Formerly known as Rangoon, the city that forms Myanmar's primary point of entry is a picturesque coastal destination located in the south of the country. No longer holding capital status, Yangon is nevertheless the country's largest city.

Worth It?
Definitely, if you can handle the oppression by the country's military government, then Yangon is a city guaranteed to please any enthusiastic traveler.
What to Do
take a trip on the famous Circular Train or pay a visit to the village of Dallah on the Dallah Ferry.
Best Time to Go
The dry season starts November and last until May, however, the high temperatures between February and May can be too much for some visitors.
How Long?
Three days is probably enough to see all of the city's sights.
Trivia
Yangon started out as Dagon, a 6th century settlement established by the Mon tribe.

Yangon held capital status for 120 years following Mandalay, which was stripped of its status in 1885 after the British occupation of the north of the country. Naypyidaw, 200 miles north of Yangon, took over as capital in 2005, although Yangon still remains the country's hub for culture, intellectualism and business and commerce.

A busy port adds to the city's already vibrant atmosphere, while numerous interesting sights, both natural and manmade, increase its appeal as a tourist destination. The Shewdagon Pagoda is perhaps the biggest draw with its status at the most important religious site in the country and its glimmering golden stupas.

Demotion from capital has done little to detract from Yangon's appeal as a visitor center since its historic and cultural attractions remain and its rich traditional ambience is as tangible as ever. Aside from an abundance of interesting colonial buildings, the city is home to sightseeing gems such as Sule Pagoda and Aung San's House.

Aside from religious and historic sights Yangon has a nice choice of parks and gardens in which to unwind, with Inya Lake offering a pretty shoreline that is far removed from the city center bustle. Shopping is most authentic at Bogyoke Aung San Market, where Burmese handicrafts abound.
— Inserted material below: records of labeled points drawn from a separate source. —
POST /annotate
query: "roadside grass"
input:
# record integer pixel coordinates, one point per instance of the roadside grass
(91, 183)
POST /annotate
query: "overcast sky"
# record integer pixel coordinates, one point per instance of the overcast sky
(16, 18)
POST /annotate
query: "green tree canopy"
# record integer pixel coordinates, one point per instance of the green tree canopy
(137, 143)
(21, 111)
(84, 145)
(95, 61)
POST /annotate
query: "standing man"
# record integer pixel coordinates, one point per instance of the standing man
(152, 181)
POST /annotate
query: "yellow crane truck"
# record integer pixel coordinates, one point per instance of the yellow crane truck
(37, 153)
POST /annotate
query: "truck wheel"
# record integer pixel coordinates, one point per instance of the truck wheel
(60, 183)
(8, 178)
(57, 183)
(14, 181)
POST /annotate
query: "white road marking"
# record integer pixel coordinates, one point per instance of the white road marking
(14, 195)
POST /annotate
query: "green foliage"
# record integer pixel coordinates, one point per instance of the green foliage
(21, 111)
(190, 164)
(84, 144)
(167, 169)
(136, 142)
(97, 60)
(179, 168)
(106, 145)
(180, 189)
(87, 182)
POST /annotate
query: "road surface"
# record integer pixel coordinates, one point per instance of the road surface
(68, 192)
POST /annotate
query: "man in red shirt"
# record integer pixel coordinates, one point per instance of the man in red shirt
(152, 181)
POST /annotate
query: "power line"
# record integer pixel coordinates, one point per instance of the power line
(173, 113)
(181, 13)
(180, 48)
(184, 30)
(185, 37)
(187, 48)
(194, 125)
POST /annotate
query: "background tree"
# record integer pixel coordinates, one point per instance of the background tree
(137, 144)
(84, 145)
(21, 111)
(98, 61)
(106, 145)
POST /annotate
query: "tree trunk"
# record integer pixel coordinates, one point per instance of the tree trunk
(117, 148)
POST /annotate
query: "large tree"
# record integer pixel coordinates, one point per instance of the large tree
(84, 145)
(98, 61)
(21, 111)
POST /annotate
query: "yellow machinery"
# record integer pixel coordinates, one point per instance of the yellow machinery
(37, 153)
Unlike in other parts of the country, you will find all types of international cuisine in Yangon, from Japanese to Italian, and there are even a handful of nightclubs in the city's larger hotels. Cheap hotels are in ready supply but be aware that many don't provide 24-hour electricity

There is a large military presence in the city which can be intimidating, but visitors are rarely targeted for crime, with locals deterred by often disproportionately severe punishment. It is important to keep away from any demonstration after the city saw massive anti-government demonstrations in 2007.

Travel to Yangong - Getting There

For the vast majority of visitors, Yangon International Airport is the chief gateway to the city but since its connections with major international destinations are limited, a flight to Thailand's Suvarnabhumi Airport in Bangkok followed by a connecting flight to Yangon, is the most sensible travel option. If you are already in Myanmar then you can take the train from Mandalay or a number of other significant towns and cities.

Yangon attractions

  • Shwedagon Paya: this is the country's most important religious site and Yangon's best-known attraction.
  • Yangon Zoological Gardens: a feature of the city since colonial times, this is Myanmar's biggest collection of animals in captivity.
  • National Museum: a large collection of Burmese historical artifacts is on display at the country's best museum.
  • Inya Lake: the city's largest lake draws visitors with its pretty mansions, relaxing gardens and famous Inya Lake Hotel.
  • Strand Hotel: this turn of the 20th century landmark still welcomes guests with its colonial charm.
  • Aung San's House: take in interesting exhibits of this nation hero at the home he inhabited with his family before his assassination.